Après "Belle du seigneur" (petite cousine de Madame Bovary ?), magnifique roman d'Albert Cohen sur la passion amoureuse et satire sociale, le "Livre de ma mère" est un hymne à l'amour maternel qui vient signer un deuil douloureux. Que celui qui ne sait pas ce qu'est une mère juive se plonge tout de suite dans cet ouvrage lourd de tendresse et d'humour. Livre autobiographique mélant une écriture aux accents tragiques, parfois lyriques, et une ironie tendre sarcastique, le Livre de ma mère traite des thèmes de la hantise de la mort, du sacrifice maternel jusqu'à l'abnégation, des regrets...
Extraits :
"Mon fils, explique-moi ce plaisir que tu as à aller à la montagne. Quel plaisir, toutes ces vaches avec leurs cornes aiguisées, avec leurs gros yeux qui vous regardent ? Quel plaisir, toutes ces pierres ? Tu risques de tomber, alors quel plaisir ?"
...
"Mon coeur tremble comme un petit oiseau quand je vois ces skis dans ta chambre. Ces skis sont des cornes du diable. Se mettre des yatagans aux pieds, quelle folie ! Ne sais-tu pas que tous ces démons skieurs se cassent les jambes ? Ils aiment cela, ce sont des païens, des inconsidérés. Mais toi tu es un Cohen, de la race d'Aaron, le frère de Moïse notre maître.
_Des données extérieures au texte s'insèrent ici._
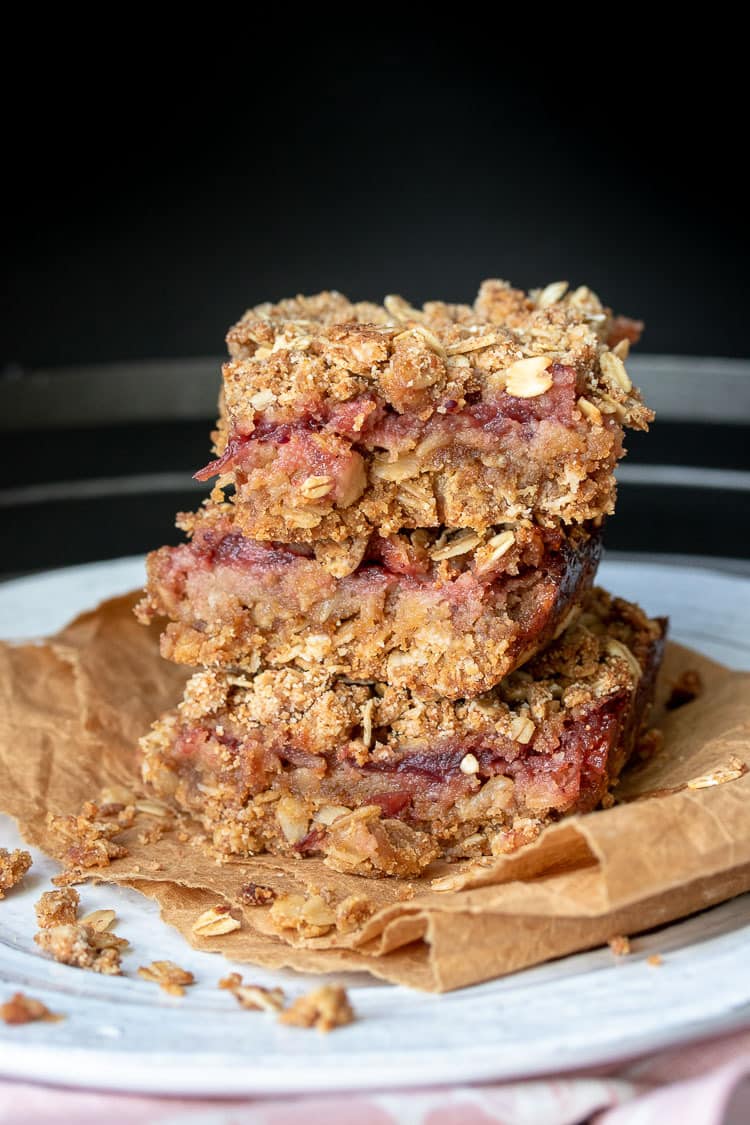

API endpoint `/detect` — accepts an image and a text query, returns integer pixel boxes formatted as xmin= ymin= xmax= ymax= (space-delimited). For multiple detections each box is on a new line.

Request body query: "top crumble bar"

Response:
xmin=196 ymin=280 xmax=651 ymax=543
Je lui rappelais alors que Moïse était allé sur le Mont Sinaï"..."elle m'expliqua que le Sinaï n'était qu'une toute petite montagne, que d'ailleurs Moïse n'y était allé qu'une fois, et qu'au surplus il n'y était pas allé pour son plaisir mais pour voir Dieu."
"Et dis-moi, mes yeux, cette situation que tu as en ce Bureau International du Travail, comment s'appelle t-elle, cette situation ? (Attaché à la Division Diplômatique). Par conséquent, les douaniers ne peuvent rien contre toi ? "..."Si ton grand-père de bonne mémoire, qu'il repose en paix, si ton grand-père vivait, comme il serait content !"
Ce livre est un régal.
"Dis-moi, mon enfant, ne penses-tu pas que ce serait une bonne chose que tu ailles faire une petite visite au grand rabbin ? Il connaît de bonnes jeunes filles paisibles, bonnes maîtresses de maison. Cela ne t'engage à rien. Tu les vois, si elles ne te plaisent pas, tu remets ton chapeau et tu t'en vas."